We should offer a few comments regarding the effect of L2 prefetchers on threaded prefetching. First, enabling L2 prefetchers may improve the accuracy and coverage of threaded prefetching for some applications. Second, we find that disabling L2 prefetchers can improve timeliness of threaded prefetching and relieves pressure on the bus and competition for the shared resources. Third, in these real prefetching algorithms, accuracy, coverage and timeliness can actually compete against one another. Finally, L2 prefetchers introduce a similar effect on threaded prefetching as on the original execution for pointer-chasing applications. It is worth mentioning that HEALTH makes exceptions in this experiment. Zilles [17] explored the Olden benchmark HEALTH and demonstrated that the performance of its inefficient means of performing a given task is irrelevant. HEALTH is also included in this paper because it can help us better understand the effect of L2 prefetchers.
Deployment Optimization of L2 Prefetchers on Threaded Prefetching
We optimized the deployment of L2 prefetchers on SP and PV based on the effect analysis above.
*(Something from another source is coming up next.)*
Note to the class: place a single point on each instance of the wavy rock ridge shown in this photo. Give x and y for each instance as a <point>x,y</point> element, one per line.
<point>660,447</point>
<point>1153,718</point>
Figure 9 shows the speedup for SP and PV with deployment optimization of L2 prefetchers with respect to that with PF_ ON separately. To distinguish the resulting data between SP and PV, the legends in Figure 9 are marked distinctly. For example, SP_optimized and PV_optimized represent the speedup of SP and PV respectively. It can be seen in Figure 9 that the growth of performance is particularly evident for EM3D, MST, and GCC. 
Conclusion
This paper has examined the impact of L2 prefetchers and optimized their deployment for pointer-intensive applications after applying helper thread. The results show that L2 prefetchers waste bus bandwidth and aggravate shared resource contention. As a result, memory-intensive applications with a heavy bus traffic could see a performance degradation if L2 prefetchers were turned on. An optimized deployment of hardware prefetch mechanisms is made based on the nature of the memory access stream. In our future work, we will focus on the shared resource contention among requests from normal software, hardware prefetchers, and helper thread to adjust the aggressiveness level of prefetching on pointer-intensive applications.